Wed May 16 01:46:10 EDT 2001

[News]
> I don't understand why re.sub() is so slow if no substitutions are done:
> The first loop in Active Python build 203 on Windows 2000 takes
> 1.26 seconds and the second loop takes 49.3 seconds.

Bizarre.  0.74 vs 7.2 seconds for me (Win98SE -- the king of high-performance
operating systems <wink>).

> That's a huge difference.

Well, most of it's your doing, but the rest isn't.  Read on.

> I would have thought that sub() must do a regular expression search()
> internally to see if there is anything to substitute,

Yes.

> and don't see why I can make it 39 times faster

Me neither.

> by explicitly doing the search first instead of letting re.sub() do it..
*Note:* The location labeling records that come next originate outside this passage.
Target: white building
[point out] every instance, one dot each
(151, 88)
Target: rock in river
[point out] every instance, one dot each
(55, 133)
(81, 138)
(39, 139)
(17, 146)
But that's not what you did below:

> import re
> line = "fsfsaf sf saf sdafsfsadf sadfdsafsadfdsafsf fdsf sf sd f s f " \
>    "sf saf safsfffff sdfsadf  f  sadf sa"
> pattern = re.compile(r"\bword\b")
> for i in range(1,100000):
>     if patern.search("line"):

Note that you're not searching the variable line here, you're searching the
4-character string "line".  So of course this loop is going to run much
faster than the next one (it's searching a much smaller string).

>         line = pattern.sub("new word", line)
> for i in range(1,100000):
>     line = pattern.sub("new word", line)

The rest of it has a deeper explanation:  pattern.search is implemented in C,
but pattern.sub is still implemented in Python.  Once you repair your first
loop to do the same thing as the second, the difference remaining is due to
the overhead of executing 100,000 Python-level functions.